The Phoenix Suns prioritized continuity over any sweeping changes this summer. They traded for Landry Shamet and signed JaVale McGee to invigorate the bench, but their aim is that another year together helps bridge the gap between Finals participant and Finals champion. Beyond continuity, focus rests on the Suns’ quartet of 25-and-under players to take further strides as they enter the heart of their careers.
Among that quartet is Mikal Bridges, who parlayed a second-half breakout in 2019-20 into a season of dazzling two-way contributions. Yet in the playoffs, inconsistency began to re-emerge. After notching double-digit points through nine of his first 11 games, he scored seven or fewer in six of the ensuing 11 games. He passed up open threes, attacked without a plan, and surrendered advantages he’s designed to capitalize on in Phoenix’s offense.
The Finals helped summarize this dichotomy. Thrice, he scored 13 or more, including 27 in a Game 2 victory; thrice, he scored seven or fewer. As the Suns’ charge faltered, with Chris Paul increasingly unable to bend the defense as he preferred, Bridges’ chances to puncture openings on the floor declined.
Entering year four, there’s clearly an emphasis for Bridges to expand the flashes of creation and ball-handling he’s periodically displayed into something the Suns can draw up in the play book. A lack of perimeter juice beyond Paul and Booker in the starting five factored into the team’s demise. Bridges incorporating some secondary ball-screen and pull-up shooting equity into an arsenal largely revolving around spot-ups, cuts and attacking closeouts is a path to patching up that hole.
Next step in Mikal Bridges’ game?
“We’re trying to put him in environments where he can handle the ball and even play in pick-and-roll with (Deandre Ayton) or JaVale (McGee).” Monty Williams.
Part of five takeaways from #Suns preseason victory at #Lakers https://t.co/vVuUN5cPM9 pic.twitter.com/mWSx2XaT1J
— Duane Rankin (@DuaneRankin) October 11, 2021
Bridges is probably already capable of commandeering some second-side actions in spurts. But reliability across varying contexts means tightening up his handle and adding more core strength. Defenders can crowd his handle or knock him off his spots when he slices in from the wings and that leads to suboptimal results. More reps is another simple pathway to growth. Effectively running pick-and-rolls in the NBA is challenging and nuanced.

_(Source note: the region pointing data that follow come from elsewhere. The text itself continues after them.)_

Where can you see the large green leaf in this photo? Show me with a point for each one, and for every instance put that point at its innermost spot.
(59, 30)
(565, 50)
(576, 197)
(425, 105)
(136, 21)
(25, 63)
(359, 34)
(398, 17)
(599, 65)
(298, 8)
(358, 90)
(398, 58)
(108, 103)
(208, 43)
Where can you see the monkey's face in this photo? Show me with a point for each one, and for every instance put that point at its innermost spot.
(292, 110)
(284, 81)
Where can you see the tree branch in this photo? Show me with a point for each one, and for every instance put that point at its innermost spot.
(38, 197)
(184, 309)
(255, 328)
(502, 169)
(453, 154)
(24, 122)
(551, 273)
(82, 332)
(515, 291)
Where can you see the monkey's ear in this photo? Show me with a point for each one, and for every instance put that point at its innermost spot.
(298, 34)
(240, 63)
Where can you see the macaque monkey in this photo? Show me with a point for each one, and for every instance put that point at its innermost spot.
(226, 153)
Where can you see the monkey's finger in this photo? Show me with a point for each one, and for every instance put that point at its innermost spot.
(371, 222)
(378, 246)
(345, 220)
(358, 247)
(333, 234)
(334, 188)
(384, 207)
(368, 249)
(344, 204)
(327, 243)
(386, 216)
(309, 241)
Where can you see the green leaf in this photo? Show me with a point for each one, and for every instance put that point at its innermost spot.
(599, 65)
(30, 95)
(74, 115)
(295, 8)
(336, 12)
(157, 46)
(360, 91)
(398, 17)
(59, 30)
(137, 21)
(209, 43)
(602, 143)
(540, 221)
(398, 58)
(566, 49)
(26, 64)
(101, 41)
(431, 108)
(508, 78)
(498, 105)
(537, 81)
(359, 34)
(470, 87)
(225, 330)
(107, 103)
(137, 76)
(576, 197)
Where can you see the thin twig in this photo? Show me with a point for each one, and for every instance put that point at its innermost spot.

Set up the screen before it arrives. Drive deep enough into the defense to spur rotations and create advantages without wandering yourself into precarious positions. Understand which passing reads often arise, while also being cognizant of any defensive counters that present different openings. Read the defense on the fly. If the pull-up is a weapon, balance the threat of its mere existence with the actual possibility of launching off the bounce. Fluency in all of these aspects can, to some lengths, be achieved through experience. And the team evidently wants Bridges to blossom with the ball in his hands.
Anyone else catch this?
“Keep going, keep going!” cried someone (Chris Paul or Monty???) to encourage Mikal to advance the ball rather than simply pawn it off to his point guard. Ends up with FTs.
The on-ball agenda grows!!! pic.twitter.com/C1fKLobyx3
— Sam Cooper (@scooperhoops) October 11, 2021
Internal development spurring team-wide strides is the tagline for Phoenix this year. Everyone will learn from the Finals appearance. In order to build upon it, they must. The playoffs routinely open the eyes of young guys. The Suns are hoping Bridges is next to encounter that concept — and they’ll need it.